Monday, October 28, 2002

Justice candidates decry influence, take the cash

By Dan Horn
The Cincinnati Enquirer

All four candidates for the Ohio Supreme Court have decried the influence of special interest groups on the campaign this year - which hasn't stopped any of them from accepting large sums of money from them.

  • TV ad title: Judicial Experience
  • Transcript: "As a judge, Maureen O'Connor presided over some of the most serious cases you can imagine. Rape. Robbery. Even murder.
"Maureen O'Connor has 10 years of judicial experience. As a judge, Maureen O'Connor spent nearly two years hearing felony cases.
"And as a probate court magistrate, Maureen O'Connor's rulings protected children. Maureen O'Connor has 10 years of judicial experience. O'Connor. Maureen O'Connor for Supreme Court."
  • Analysis: Maureen O'Connor hasn't been a judge for about seven years. She has been lieutenant governor for nearly four years, which the spot does not mention. She has 10 years of judicial experience, most of it as a part-time probate court magistrate presiding over the same "serious" cases as would be expected of any common pleas judge in a metro area. It shows the difference between her court experience and that of opponent Tim Black, who is a municipal judge.
  • TV ad title: Highly Rated
  •Transcript: "Supreme Court justices should be judges, not politicians.
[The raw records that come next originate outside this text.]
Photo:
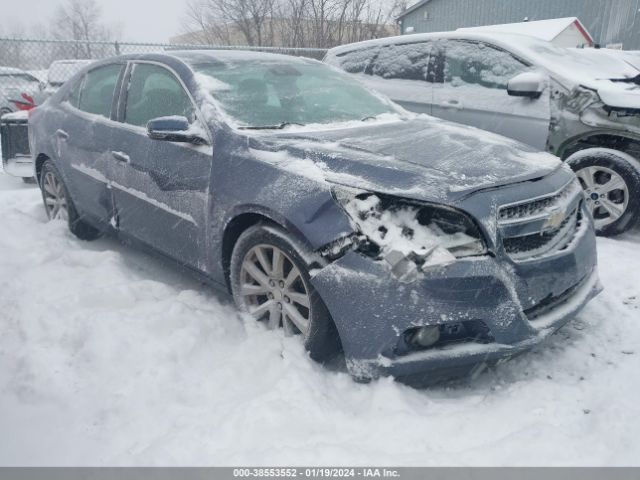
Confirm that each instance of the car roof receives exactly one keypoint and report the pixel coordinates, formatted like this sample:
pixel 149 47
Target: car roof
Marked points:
pixel 498 38
pixel 10 71
pixel 192 57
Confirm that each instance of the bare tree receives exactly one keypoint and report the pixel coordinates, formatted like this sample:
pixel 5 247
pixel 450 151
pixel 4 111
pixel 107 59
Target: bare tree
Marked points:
pixel 81 20
pixel 292 23
pixel 222 20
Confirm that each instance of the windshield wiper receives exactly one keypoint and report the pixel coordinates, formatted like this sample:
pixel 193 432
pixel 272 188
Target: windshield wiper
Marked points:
pixel 279 126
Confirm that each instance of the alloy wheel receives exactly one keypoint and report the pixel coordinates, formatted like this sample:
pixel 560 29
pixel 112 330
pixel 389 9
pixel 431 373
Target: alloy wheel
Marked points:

Politician Maureen O'Connor keeps running for office. O'Connor has not finished an elected term. O'Connor has run for seven offices in 15 years, once quitting three months after an election.
"Judge Tim Black is an experienced judge, not a politician. Judge Black, highly rated for integrity. Endorsed by police groups. Judge Black for Supreme Court."
  • Analysis: Tim Black's theme is that he's a judge; his opponent is a politician.
The facts are true, but maybe not as damning as they are portrayed.
"Highly rated" refers to ratings from Hamilton and Cuyahoga county bar associations. The state Bar gave the two equal ratings. Mr. Black has some police endorsements, but the major group, the state Fraternal Order of Police, is backing Ms. O'Connor.
- Jim Siegel, Gannett Columbus Bureau
The race between incumbent Justice Evelyn Lundberg Stratton and Democratic challenger Janet Burnside remains close in the polls and equally so in the money race.

According to reports filed last week, Ms. Stratton has raised more than $1.6 million, while Ms. Burnside has collected more than $1 million.

The other high court race - between Republican Maureen O'Connor and Democrat Tim Black - also has a close fund-raising margin, with Ms. O'Connor's more than $1.5 million in contributions outpacing Mr. Black's nearly $1.3 million.

A report from Ohio Citizen Action - issued before the latest finance reports were disclosed - found that the candidates collected a total of more than $4.7 million in campaign contributions between Jan. 1 and Sept. 30.

The group found the Democratic candidates received heavy donations from law firms with ties to the Ohio Academy of Trial Lawyers, which opposes tort reform and supports candidates they consider likely to back their views. The Supreme Court recently voted 4-3 in a decision that declared the state's tort reform law unconstitutional.

Ohio Citizen Action found that lawyers and lobbyists contributed about $760,000 to Mr. Black and $700,000 to Ms. Burnside, compared to $240,000 for Ms. Stratton and $140,000 for Ms. O'Connor.

The report also found that the Republican candidates got major contributions from physicians and insurance companies, groups that support tort reform and, in the case of insurance companies, have opposed other recent court decisions that required businesses to broaden insurance coverage for employees.

According to the report, physicians and insurance companies have donated about $377,000 to Ms. O'Connor and $417,000 to Ms. Stratton, compared to $8,000 for Mr. Black and $700 for Ms. Burnside.

All four candidates have vowed they would not be influenced by the special interest groups that donate to their campaigns.